After the first day of the sixth round of Sino-US textile talks, analysts agree that the outcome of the negotiation remains "unpredictable."
The new round of talks, which started Wednesday only 24 days after the fifth round ended, is highly likely to result in an agreement, said Mei Xinyu, a research fellow with the Institute of International Trade and Economic Cooperation under the Ministry of Commerce.
Mei listed three favorable factors: the two sides have reached agreement on the toughest issues of products to be limited and the base number at the last talks, the new round of talks follow the other closely, and President Bush is scheduled to visit China in November.
However, he pointed out, politicization of trade affairs by the United States also casts a shadow on prospects.
The two-day closed-door meeting is being held at the main building of the Ministry of Commerce in Beijing.

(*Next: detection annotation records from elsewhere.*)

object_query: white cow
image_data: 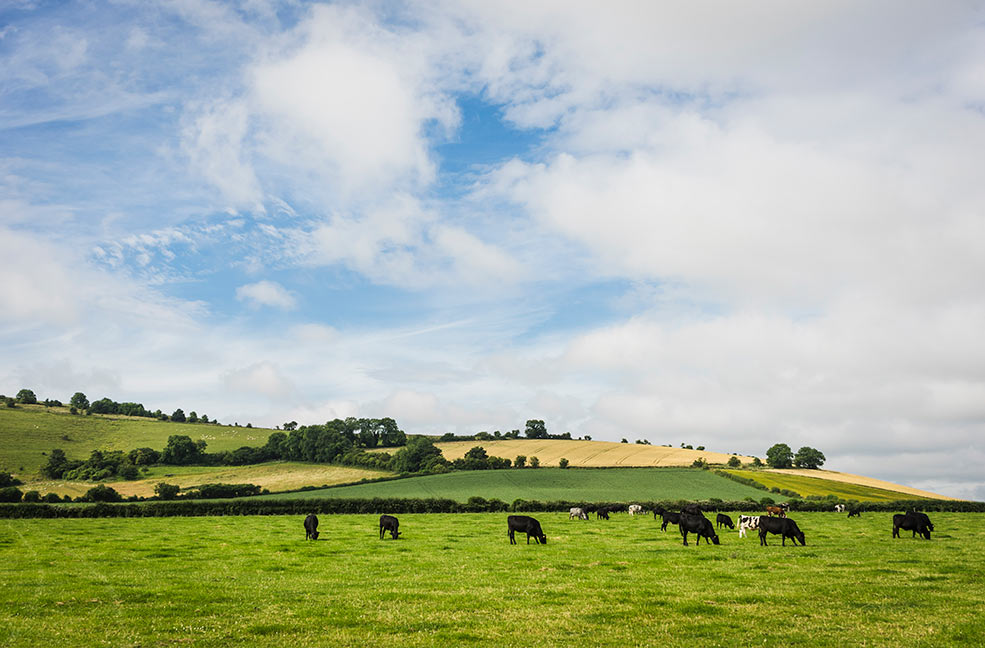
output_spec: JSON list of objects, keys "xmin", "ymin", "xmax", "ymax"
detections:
[
  {"xmin": 739, "ymin": 515, "xmax": 759, "ymax": 538},
  {"xmin": 568, "ymin": 508, "xmax": 588, "ymax": 520}
]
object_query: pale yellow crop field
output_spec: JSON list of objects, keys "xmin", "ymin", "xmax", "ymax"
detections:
[
  {"xmin": 767, "ymin": 468, "xmax": 956, "ymax": 500},
  {"xmin": 435, "ymin": 439, "xmax": 752, "ymax": 468},
  {"xmin": 20, "ymin": 461, "xmax": 394, "ymax": 497}
]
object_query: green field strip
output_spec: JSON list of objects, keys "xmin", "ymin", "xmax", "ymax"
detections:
[{"xmin": 268, "ymin": 468, "xmax": 767, "ymax": 502}]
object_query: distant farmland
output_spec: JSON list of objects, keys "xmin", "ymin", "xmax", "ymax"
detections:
[{"xmin": 260, "ymin": 468, "xmax": 777, "ymax": 502}]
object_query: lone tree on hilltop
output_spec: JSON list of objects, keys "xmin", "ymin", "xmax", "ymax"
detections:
[
  {"xmin": 793, "ymin": 446, "xmax": 824, "ymax": 470},
  {"xmin": 68, "ymin": 392, "xmax": 89, "ymax": 410},
  {"xmin": 766, "ymin": 443, "xmax": 793, "ymax": 468}
]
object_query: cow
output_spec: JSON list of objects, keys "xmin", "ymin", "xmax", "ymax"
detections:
[
  {"xmin": 679, "ymin": 512, "xmax": 719, "ymax": 547},
  {"xmin": 380, "ymin": 515, "xmax": 400, "ymax": 540},
  {"xmin": 766, "ymin": 506, "xmax": 787, "ymax": 517},
  {"xmin": 653, "ymin": 509, "xmax": 681, "ymax": 531},
  {"xmin": 893, "ymin": 511, "xmax": 934, "ymax": 540},
  {"xmin": 506, "ymin": 515, "xmax": 547, "ymax": 544},
  {"xmin": 304, "ymin": 513, "xmax": 318, "ymax": 540},
  {"xmin": 759, "ymin": 516, "xmax": 807, "ymax": 547},
  {"xmin": 739, "ymin": 515, "xmax": 759, "ymax": 538}
]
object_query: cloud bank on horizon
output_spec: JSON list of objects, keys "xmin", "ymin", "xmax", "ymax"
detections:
[{"xmin": 0, "ymin": 0, "xmax": 985, "ymax": 499}]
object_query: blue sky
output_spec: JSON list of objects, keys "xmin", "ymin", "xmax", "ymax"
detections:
[{"xmin": 0, "ymin": 0, "xmax": 985, "ymax": 499}]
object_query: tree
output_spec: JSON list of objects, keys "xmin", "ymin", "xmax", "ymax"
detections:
[
  {"xmin": 154, "ymin": 482, "xmax": 181, "ymax": 499},
  {"xmin": 68, "ymin": 392, "xmax": 89, "ymax": 409},
  {"xmin": 766, "ymin": 443, "xmax": 793, "ymax": 468},
  {"xmin": 793, "ymin": 446, "xmax": 824, "ymax": 470},
  {"xmin": 524, "ymin": 419, "xmax": 547, "ymax": 439}
]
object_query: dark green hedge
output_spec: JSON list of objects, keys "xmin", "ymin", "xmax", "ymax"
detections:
[{"xmin": 0, "ymin": 497, "xmax": 985, "ymax": 518}]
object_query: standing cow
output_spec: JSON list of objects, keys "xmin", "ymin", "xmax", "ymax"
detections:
[
  {"xmin": 506, "ymin": 515, "xmax": 547, "ymax": 544},
  {"xmin": 304, "ymin": 514, "xmax": 318, "ymax": 540},
  {"xmin": 380, "ymin": 515, "xmax": 400, "ymax": 540}
]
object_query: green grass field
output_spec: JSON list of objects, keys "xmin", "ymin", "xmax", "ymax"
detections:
[
  {"xmin": 0, "ymin": 513, "xmax": 985, "ymax": 648},
  {"xmin": 0, "ymin": 405, "xmax": 273, "ymax": 474},
  {"xmin": 258, "ymin": 468, "xmax": 788, "ymax": 502},
  {"xmin": 725, "ymin": 470, "xmax": 924, "ymax": 502}
]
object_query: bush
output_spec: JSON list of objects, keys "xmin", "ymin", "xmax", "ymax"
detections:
[{"xmin": 0, "ymin": 486, "xmax": 24, "ymax": 503}]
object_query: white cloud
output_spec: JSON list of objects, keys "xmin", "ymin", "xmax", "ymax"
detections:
[{"xmin": 236, "ymin": 281, "xmax": 297, "ymax": 310}]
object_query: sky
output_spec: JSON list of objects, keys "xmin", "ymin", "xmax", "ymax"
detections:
[{"xmin": 0, "ymin": 0, "xmax": 985, "ymax": 500}]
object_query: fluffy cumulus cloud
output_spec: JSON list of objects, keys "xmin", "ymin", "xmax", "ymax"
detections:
[
  {"xmin": 0, "ymin": 1, "xmax": 985, "ymax": 498},
  {"xmin": 236, "ymin": 280, "xmax": 297, "ymax": 310}
]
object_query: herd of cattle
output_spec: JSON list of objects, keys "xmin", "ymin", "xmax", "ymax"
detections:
[{"xmin": 304, "ymin": 504, "xmax": 934, "ymax": 547}]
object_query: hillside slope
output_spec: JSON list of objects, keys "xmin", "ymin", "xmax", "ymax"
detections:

David Spooner, special negotiator for textiles at the US Trade Representative's Office, continued to be head of the US side, while the Chinese side was still led by Lu Jianhua, director of foreign trade department under the Ministry of Commerce.

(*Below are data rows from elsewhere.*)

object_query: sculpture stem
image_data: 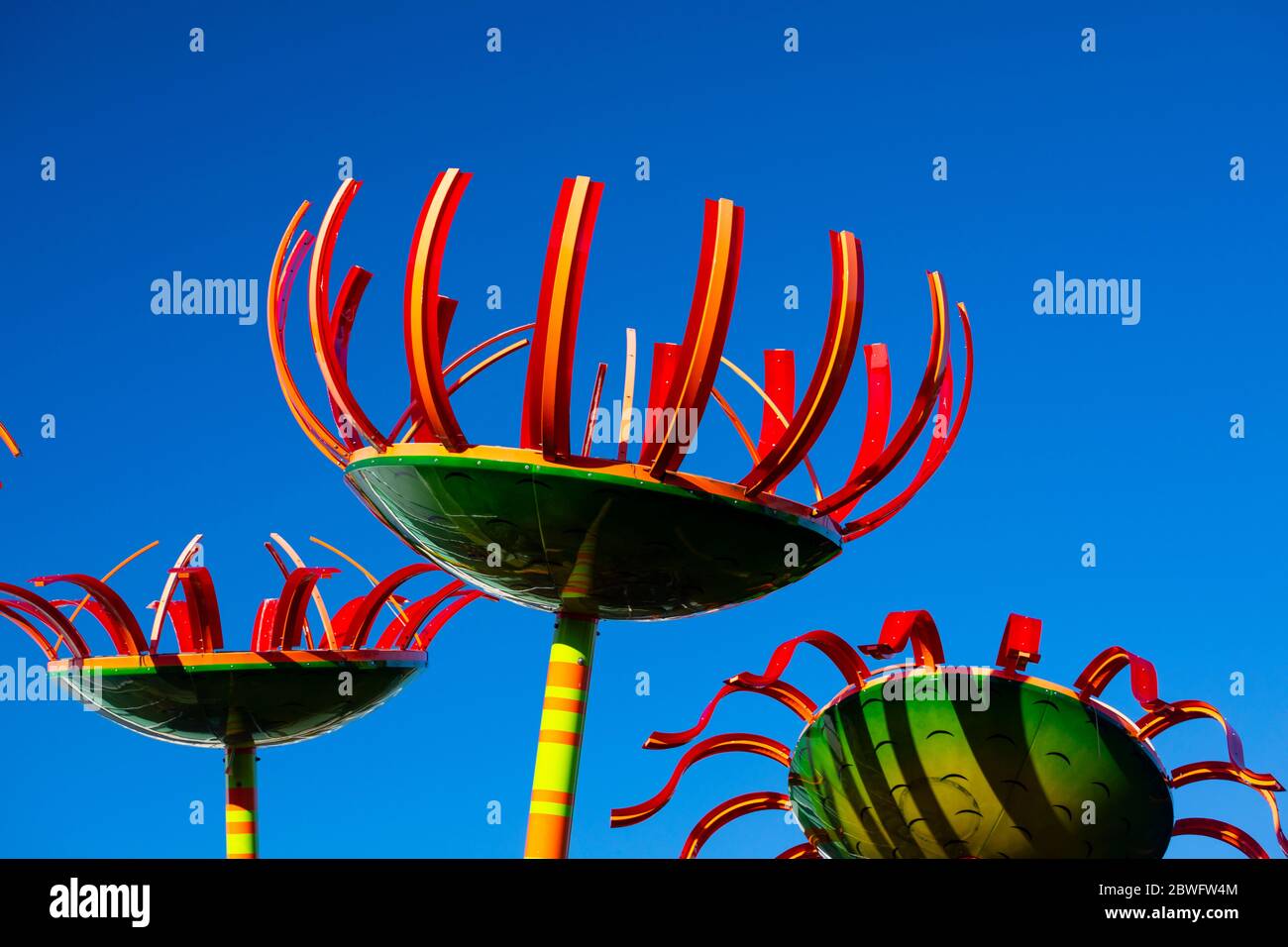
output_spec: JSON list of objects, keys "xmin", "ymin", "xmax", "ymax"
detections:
[
  {"xmin": 224, "ymin": 711, "xmax": 259, "ymax": 858},
  {"xmin": 523, "ymin": 612, "xmax": 599, "ymax": 858}
]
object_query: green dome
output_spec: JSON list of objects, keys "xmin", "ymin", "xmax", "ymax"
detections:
[{"xmin": 789, "ymin": 668, "xmax": 1172, "ymax": 858}]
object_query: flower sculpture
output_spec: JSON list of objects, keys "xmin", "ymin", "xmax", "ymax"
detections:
[
  {"xmin": 0, "ymin": 533, "xmax": 489, "ymax": 858},
  {"xmin": 268, "ymin": 168, "xmax": 973, "ymax": 856},
  {"xmin": 612, "ymin": 612, "xmax": 1288, "ymax": 858}
]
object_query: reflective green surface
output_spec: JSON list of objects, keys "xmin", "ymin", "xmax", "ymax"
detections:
[
  {"xmin": 789, "ymin": 672, "xmax": 1172, "ymax": 858},
  {"xmin": 60, "ymin": 661, "xmax": 424, "ymax": 746},
  {"xmin": 347, "ymin": 456, "xmax": 840, "ymax": 618}
]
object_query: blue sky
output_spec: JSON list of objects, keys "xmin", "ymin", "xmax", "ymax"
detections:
[{"xmin": 0, "ymin": 3, "xmax": 1288, "ymax": 857}]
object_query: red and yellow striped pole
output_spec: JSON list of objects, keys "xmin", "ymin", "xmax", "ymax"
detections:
[
  {"xmin": 523, "ymin": 613, "xmax": 599, "ymax": 858},
  {"xmin": 224, "ymin": 721, "xmax": 259, "ymax": 858}
]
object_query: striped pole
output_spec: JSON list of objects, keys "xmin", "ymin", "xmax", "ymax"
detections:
[
  {"xmin": 224, "ymin": 711, "xmax": 259, "ymax": 858},
  {"xmin": 523, "ymin": 613, "xmax": 599, "ymax": 858}
]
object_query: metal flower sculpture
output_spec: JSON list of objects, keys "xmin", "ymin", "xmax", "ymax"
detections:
[
  {"xmin": 0, "ymin": 533, "xmax": 490, "ymax": 858},
  {"xmin": 268, "ymin": 168, "xmax": 973, "ymax": 856},
  {"xmin": 612, "ymin": 612, "xmax": 1288, "ymax": 858}
]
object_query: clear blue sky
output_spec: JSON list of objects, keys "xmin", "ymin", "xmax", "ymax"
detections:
[{"xmin": 0, "ymin": 3, "xmax": 1288, "ymax": 857}]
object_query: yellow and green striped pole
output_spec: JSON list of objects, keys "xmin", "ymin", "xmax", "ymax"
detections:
[
  {"xmin": 523, "ymin": 613, "xmax": 599, "ymax": 858},
  {"xmin": 224, "ymin": 711, "xmax": 259, "ymax": 858}
]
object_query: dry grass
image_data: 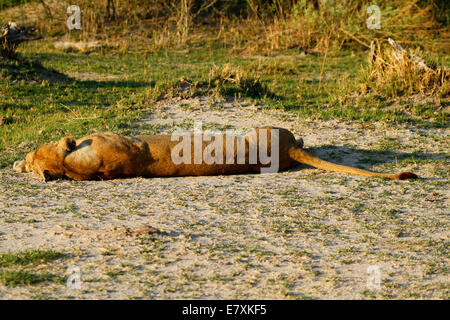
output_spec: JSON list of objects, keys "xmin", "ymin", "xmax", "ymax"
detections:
[
  {"xmin": 0, "ymin": 0, "xmax": 449, "ymax": 54},
  {"xmin": 360, "ymin": 41, "xmax": 450, "ymax": 98}
]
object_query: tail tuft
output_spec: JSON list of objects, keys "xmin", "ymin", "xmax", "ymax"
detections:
[{"xmin": 397, "ymin": 172, "xmax": 419, "ymax": 180}]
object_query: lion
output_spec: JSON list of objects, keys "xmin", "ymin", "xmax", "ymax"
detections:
[{"xmin": 13, "ymin": 126, "xmax": 417, "ymax": 181}]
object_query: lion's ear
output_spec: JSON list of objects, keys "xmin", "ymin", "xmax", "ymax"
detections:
[
  {"xmin": 41, "ymin": 170, "xmax": 52, "ymax": 182},
  {"xmin": 58, "ymin": 136, "xmax": 77, "ymax": 152}
]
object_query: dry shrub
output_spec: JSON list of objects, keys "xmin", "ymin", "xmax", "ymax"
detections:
[
  {"xmin": 360, "ymin": 45, "xmax": 450, "ymax": 98},
  {"xmin": 209, "ymin": 63, "xmax": 274, "ymax": 97}
]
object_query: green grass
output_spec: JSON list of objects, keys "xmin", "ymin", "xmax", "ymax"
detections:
[
  {"xmin": 0, "ymin": 250, "xmax": 64, "ymax": 267},
  {"xmin": 0, "ymin": 43, "xmax": 447, "ymax": 168}
]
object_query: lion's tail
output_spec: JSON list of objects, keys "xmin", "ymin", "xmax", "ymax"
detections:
[{"xmin": 289, "ymin": 147, "xmax": 418, "ymax": 180}]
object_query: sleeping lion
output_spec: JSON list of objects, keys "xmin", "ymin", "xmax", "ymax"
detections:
[{"xmin": 14, "ymin": 127, "xmax": 417, "ymax": 181}]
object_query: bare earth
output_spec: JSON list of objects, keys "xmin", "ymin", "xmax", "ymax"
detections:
[{"xmin": 0, "ymin": 97, "xmax": 450, "ymax": 299}]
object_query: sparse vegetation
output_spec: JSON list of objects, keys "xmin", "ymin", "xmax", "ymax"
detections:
[{"xmin": 0, "ymin": 0, "xmax": 450, "ymax": 299}]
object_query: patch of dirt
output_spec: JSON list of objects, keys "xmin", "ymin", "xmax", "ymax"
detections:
[{"xmin": 0, "ymin": 97, "xmax": 450, "ymax": 299}]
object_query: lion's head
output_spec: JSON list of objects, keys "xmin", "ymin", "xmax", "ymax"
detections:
[{"xmin": 13, "ymin": 136, "xmax": 76, "ymax": 181}]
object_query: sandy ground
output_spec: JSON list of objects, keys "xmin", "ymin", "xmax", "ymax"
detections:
[{"xmin": 0, "ymin": 98, "xmax": 449, "ymax": 299}]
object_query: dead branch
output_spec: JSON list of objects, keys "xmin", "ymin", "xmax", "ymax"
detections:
[
  {"xmin": 0, "ymin": 22, "xmax": 42, "ymax": 58},
  {"xmin": 388, "ymin": 38, "xmax": 433, "ymax": 71}
]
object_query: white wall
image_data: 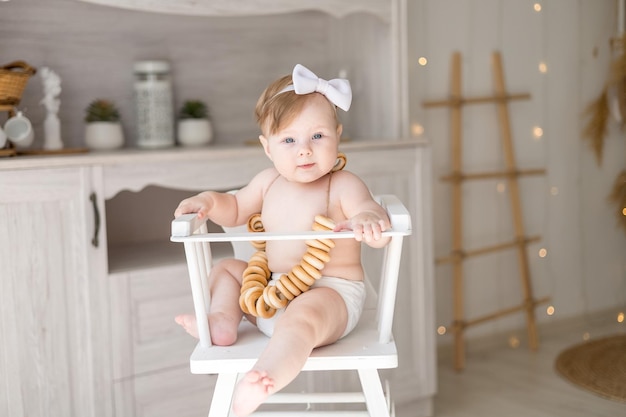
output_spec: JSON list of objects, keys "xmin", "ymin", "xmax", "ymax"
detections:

Since global quotas were scrapped on January 1, the United States has set limits on nine categories of textile products imported from China, saying that the surge of textile products imported from China disturbed the US market.
The US movement has cost China's textile sector dearly. The export volume of Chinese textile products to the United States has reduced at least US$2 to 3 billion since January, according to an estimate by Sun Weibin, spokesman of the China National Textile and Apparel Council.
"Chinese textile producers long for a clear prospect of Sino-US textile talks before the coming Chinese Export Commodities Fair," Sun said. "Otherwise, their orders may be affected."
But the result should come after compromise from the US side, he noted.
The bi-annual fair has been the bellwether in China's foreign trade. Export volume during the fairs has accounted for one tenth of the nation's total export volume.
"If the US side insists on its rigorous stand, the negotiation may stalemate," Sun said. "The previous activities of the US side make it hard to judge its stand."
On September 30, the United States declared to further postpone the decision of whether to limit exports of four categories of Chinese textile products to November 11, and China extended its welcome to the act.
However, on October 5, the US Committee for the Implementation of Textile Agreements declared to consider the application tabled by some US textile industry communities on imposing limits on 13 categories of imported Chinese textile products, including nine already limited categories and four newly added ones.
Some analysts held that the US oscillation was merely a negotiation strategy, and that both sides should take an active attitude in the textile talks and strive to reach an agreement as early as possible.